Bury management consultancy There Be Giants reaches £200,000 revenues
Greater Manchester-based management consultancy There Be Giants, which helps organisations implement a goal-setting framework made famous in Silicon-Valley, has hit revenues of over £200,000.
The business, founded by ex-Fujitsu employee Roger Longden in 2010, is a specialist in OKR (objectives & key results) management, and is one of the very few experts in this areas outside of the US with most being California-based due to Google, Twitter, LinkedIn and Uber being the most well-known advocates of the framework.
OKRs benefit rapidly-scaling businesses by focusing everyone in the organisation on achieving goals through specific measurable actions and communicating and monitoring progress towards achieving them.
This month saw the launch of the world’s first dedicated OKR podcast and Roger also speaks internationally on the subject as well as guest lectures at MMU Business School.

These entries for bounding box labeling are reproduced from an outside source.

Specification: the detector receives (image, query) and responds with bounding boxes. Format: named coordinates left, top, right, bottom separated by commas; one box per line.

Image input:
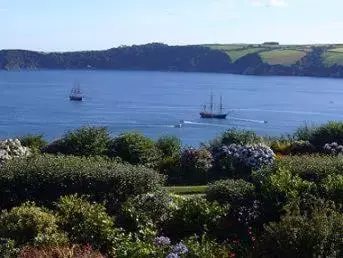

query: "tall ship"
left=200, top=92, right=228, bottom=119
left=69, top=83, right=83, bottom=101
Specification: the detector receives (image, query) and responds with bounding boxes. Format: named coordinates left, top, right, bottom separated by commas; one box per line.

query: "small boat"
left=200, top=93, right=228, bottom=119
left=69, top=83, right=83, bottom=101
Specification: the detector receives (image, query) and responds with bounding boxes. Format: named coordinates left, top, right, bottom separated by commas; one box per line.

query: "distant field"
left=260, top=49, right=306, bottom=66
left=323, top=51, right=343, bottom=67
left=328, top=47, right=343, bottom=53
left=225, top=47, right=266, bottom=62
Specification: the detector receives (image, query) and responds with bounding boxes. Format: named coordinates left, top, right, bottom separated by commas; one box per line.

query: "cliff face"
left=0, top=43, right=343, bottom=77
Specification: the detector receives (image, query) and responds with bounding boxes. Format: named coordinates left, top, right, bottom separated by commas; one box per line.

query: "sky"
left=0, top=0, right=343, bottom=51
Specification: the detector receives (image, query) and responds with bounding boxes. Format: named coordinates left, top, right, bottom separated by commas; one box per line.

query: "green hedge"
left=0, top=155, right=164, bottom=211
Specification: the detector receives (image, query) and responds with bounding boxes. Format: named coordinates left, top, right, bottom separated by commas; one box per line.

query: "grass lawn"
left=260, top=49, right=306, bottom=65
left=165, top=185, right=207, bottom=195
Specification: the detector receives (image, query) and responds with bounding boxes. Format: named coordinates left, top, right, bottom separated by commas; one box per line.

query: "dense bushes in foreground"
left=0, top=123, right=343, bottom=258
left=0, top=155, right=164, bottom=209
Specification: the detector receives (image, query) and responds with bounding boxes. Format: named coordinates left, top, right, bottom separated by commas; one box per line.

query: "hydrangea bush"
left=0, top=139, right=30, bottom=166
left=323, top=142, right=343, bottom=155
left=215, top=143, right=275, bottom=169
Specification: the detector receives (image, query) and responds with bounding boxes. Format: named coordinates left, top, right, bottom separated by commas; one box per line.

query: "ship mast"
left=210, top=91, right=213, bottom=113
left=219, top=95, right=223, bottom=113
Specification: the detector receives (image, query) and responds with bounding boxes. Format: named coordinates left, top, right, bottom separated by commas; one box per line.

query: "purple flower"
left=154, top=236, right=170, bottom=246
left=166, top=253, right=180, bottom=258
left=173, top=243, right=188, bottom=254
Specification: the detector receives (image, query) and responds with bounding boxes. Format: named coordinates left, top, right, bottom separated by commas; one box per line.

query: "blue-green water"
left=0, top=71, right=343, bottom=146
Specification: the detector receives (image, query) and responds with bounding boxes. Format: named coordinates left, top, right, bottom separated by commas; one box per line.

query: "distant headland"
left=0, top=42, right=343, bottom=78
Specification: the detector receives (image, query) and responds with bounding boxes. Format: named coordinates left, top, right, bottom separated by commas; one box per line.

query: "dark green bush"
left=156, top=136, right=181, bottom=157
left=206, top=179, right=255, bottom=206
left=109, top=133, right=161, bottom=167
left=0, top=203, right=67, bottom=246
left=120, top=191, right=173, bottom=232
left=220, top=129, right=263, bottom=145
left=41, top=126, right=109, bottom=156
left=57, top=195, right=117, bottom=252
left=257, top=200, right=343, bottom=258
left=309, top=122, right=343, bottom=150
left=0, top=155, right=164, bottom=211
left=163, top=197, right=228, bottom=239
left=19, top=134, right=48, bottom=149
left=180, top=148, right=213, bottom=185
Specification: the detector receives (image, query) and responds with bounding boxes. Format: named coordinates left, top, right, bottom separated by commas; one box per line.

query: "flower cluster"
left=0, top=139, right=30, bottom=164
left=154, top=236, right=170, bottom=246
left=216, top=144, right=275, bottom=169
left=323, top=142, right=343, bottom=155
left=166, top=243, right=188, bottom=258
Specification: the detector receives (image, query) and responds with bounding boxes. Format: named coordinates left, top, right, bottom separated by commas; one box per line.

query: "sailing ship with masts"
left=200, top=92, right=228, bottom=119
left=69, top=83, right=83, bottom=101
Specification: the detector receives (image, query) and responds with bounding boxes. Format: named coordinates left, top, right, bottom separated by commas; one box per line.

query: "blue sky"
left=0, top=0, right=343, bottom=51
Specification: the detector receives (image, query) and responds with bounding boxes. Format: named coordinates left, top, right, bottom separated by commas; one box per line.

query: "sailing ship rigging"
left=200, top=92, right=227, bottom=119
left=69, top=83, right=83, bottom=101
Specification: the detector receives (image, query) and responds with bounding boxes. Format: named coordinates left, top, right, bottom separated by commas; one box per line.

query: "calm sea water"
left=0, top=71, right=343, bottom=146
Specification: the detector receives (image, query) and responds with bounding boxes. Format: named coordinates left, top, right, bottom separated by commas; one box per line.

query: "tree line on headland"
left=0, top=43, right=343, bottom=78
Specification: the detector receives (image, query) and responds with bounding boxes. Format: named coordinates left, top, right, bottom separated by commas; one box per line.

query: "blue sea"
left=0, top=70, right=343, bottom=146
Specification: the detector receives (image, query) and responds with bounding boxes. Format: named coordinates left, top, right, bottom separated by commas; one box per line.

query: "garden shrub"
left=57, top=195, right=121, bottom=253
left=309, top=122, right=343, bottom=149
left=18, top=245, right=105, bottom=258
left=257, top=200, right=343, bottom=257
left=180, top=148, right=213, bottom=184
left=163, top=197, right=228, bottom=239
left=323, top=142, right=343, bottom=155
left=109, top=133, right=161, bottom=168
left=19, top=134, right=48, bottom=150
left=206, top=179, right=255, bottom=206
left=41, top=126, right=110, bottom=156
left=254, top=167, right=316, bottom=220
left=0, top=155, right=164, bottom=211
left=221, top=129, right=263, bottom=145
left=0, top=203, right=67, bottom=246
left=121, top=191, right=179, bottom=232
left=0, top=139, right=31, bottom=167
left=156, top=136, right=181, bottom=157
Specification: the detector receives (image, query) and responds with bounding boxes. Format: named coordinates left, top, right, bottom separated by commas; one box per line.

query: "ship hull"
left=69, top=96, right=82, bottom=101
left=200, top=112, right=227, bottom=119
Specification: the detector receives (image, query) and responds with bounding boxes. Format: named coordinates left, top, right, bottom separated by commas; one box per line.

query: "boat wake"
left=230, top=117, right=268, bottom=124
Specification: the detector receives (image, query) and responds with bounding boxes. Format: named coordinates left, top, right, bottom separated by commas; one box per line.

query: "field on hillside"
left=260, top=49, right=306, bottom=66
left=206, top=44, right=343, bottom=67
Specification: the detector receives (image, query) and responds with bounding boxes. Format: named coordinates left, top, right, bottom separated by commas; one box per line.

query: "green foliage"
left=163, top=197, right=228, bottom=239
left=183, top=234, right=234, bottom=258
left=0, top=238, right=20, bottom=258
left=18, top=245, right=105, bottom=258
left=206, top=179, right=255, bottom=206
left=19, top=134, right=48, bottom=149
left=109, top=133, right=160, bottom=167
left=42, top=126, right=109, bottom=156
left=0, top=155, right=164, bottom=210
left=180, top=148, right=213, bottom=184
left=258, top=200, right=343, bottom=257
left=156, top=136, right=181, bottom=157
left=57, top=195, right=116, bottom=252
left=120, top=191, right=175, bottom=235
left=0, top=203, right=67, bottom=246
left=219, top=128, right=263, bottom=145
left=271, top=140, right=316, bottom=155
left=309, top=122, right=343, bottom=150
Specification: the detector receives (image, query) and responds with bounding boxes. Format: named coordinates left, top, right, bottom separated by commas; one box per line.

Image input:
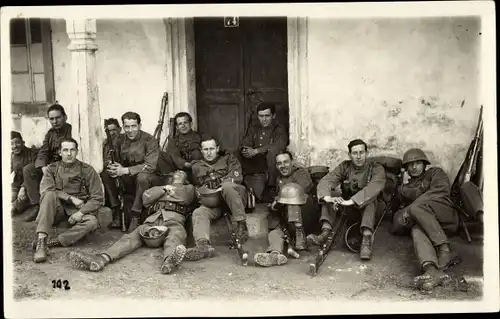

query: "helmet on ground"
left=403, top=148, right=431, bottom=167
left=196, top=186, right=221, bottom=208
left=277, top=183, right=307, bottom=205
left=139, top=226, right=168, bottom=248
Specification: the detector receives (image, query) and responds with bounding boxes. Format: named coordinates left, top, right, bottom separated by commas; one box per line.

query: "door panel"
left=195, top=18, right=288, bottom=151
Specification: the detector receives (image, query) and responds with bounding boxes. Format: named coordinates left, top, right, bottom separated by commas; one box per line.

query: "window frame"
left=9, top=18, right=56, bottom=117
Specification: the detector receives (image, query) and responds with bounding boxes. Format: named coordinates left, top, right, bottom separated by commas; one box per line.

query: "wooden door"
left=195, top=18, right=288, bottom=151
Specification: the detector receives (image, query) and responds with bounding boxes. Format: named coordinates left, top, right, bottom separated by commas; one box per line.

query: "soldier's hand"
left=68, top=211, right=83, bottom=225
left=69, top=196, right=84, bottom=208
left=17, top=187, right=27, bottom=201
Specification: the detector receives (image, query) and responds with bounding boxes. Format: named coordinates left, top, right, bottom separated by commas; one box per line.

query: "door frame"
left=163, top=17, right=312, bottom=165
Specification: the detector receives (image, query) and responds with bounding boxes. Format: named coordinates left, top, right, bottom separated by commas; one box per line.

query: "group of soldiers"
left=11, top=103, right=459, bottom=289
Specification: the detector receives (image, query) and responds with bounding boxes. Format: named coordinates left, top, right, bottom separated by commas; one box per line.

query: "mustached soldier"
left=68, top=171, right=195, bottom=274
left=33, top=138, right=111, bottom=263
left=307, top=139, right=386, bottom=260
left=391, top=148, right=460, bottom=290
left=186, top=137, right=248, bottom=261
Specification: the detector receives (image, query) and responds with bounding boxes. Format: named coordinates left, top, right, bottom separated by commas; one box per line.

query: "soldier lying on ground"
left=101, top=112, right=163, bottom=232
left=186, top=137, right=248, bottom=260
left=10, top=131, right=38, bottom=214
left=22, top=103, right=71, bottom=222
left=240, top=102, right=288, bottom=202
left=391, top=148, right=460, bottom=290
left=33, top=138, right=111, bottom=263
left=68, top=171, right=194, bottom=274
left=307, top=139, right=386, bottom=260
left=158, top=112, right=202, bottom=172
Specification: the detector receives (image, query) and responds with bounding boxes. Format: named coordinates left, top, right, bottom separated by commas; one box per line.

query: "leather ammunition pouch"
left=153, top=201, right=188, bottom=215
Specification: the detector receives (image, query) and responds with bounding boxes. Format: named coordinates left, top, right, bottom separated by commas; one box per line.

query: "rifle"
left=224, top=210, right=248, bottom=266
left=309, top=207, right=348, bottom=277
left=153, top=92, right=168, bottom=145
left=104, top=127, right=127, bottom=232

“So many small businesses have a cohesive unit that works closely together with clear alignment between what the business has to achieve and how the team will achieve it – but then it starts to grow rapidly and the ‘drift’ sets in,” explains Roger.
“The team starts to lose some of its glue as more people join and organisational complexities increase – things no longer work as well as they did, and they struggle to keep on track and achieve the successes they desire.
“OKRs help everyone see progress towards common goals and the overall strategic objective of the company – they are short, ambitious signals of where you want to go providing the actual deliverable for each objective which marks your progress towards success – keeping you focused and on track.”
There Be Giants is working with a number of UK and European-based gaming and software companies, whilst also receiving interest from organisations internationally in Jamaica, Singapore and South Africa in the first quarter of 2019.
The company works closely in workshops and ‘retrospective’ sessions with clients to tackle a number of challenges - helping alignment with the overall strategic objective, demonstrating clear progress, stopping siloed working by collaborating across the organisation to achieve successes, promoting internal creativity and ambition and allowing for ‘smart failure’ where lessons are learned, and corrective measures taken rapidly.
“It’s been a fast-paced few years for There Be Giants and a very exciting time as agile ways of working have become more widely known and understood in terms of the benefits they can deliver to an organisation,” concludes Roger.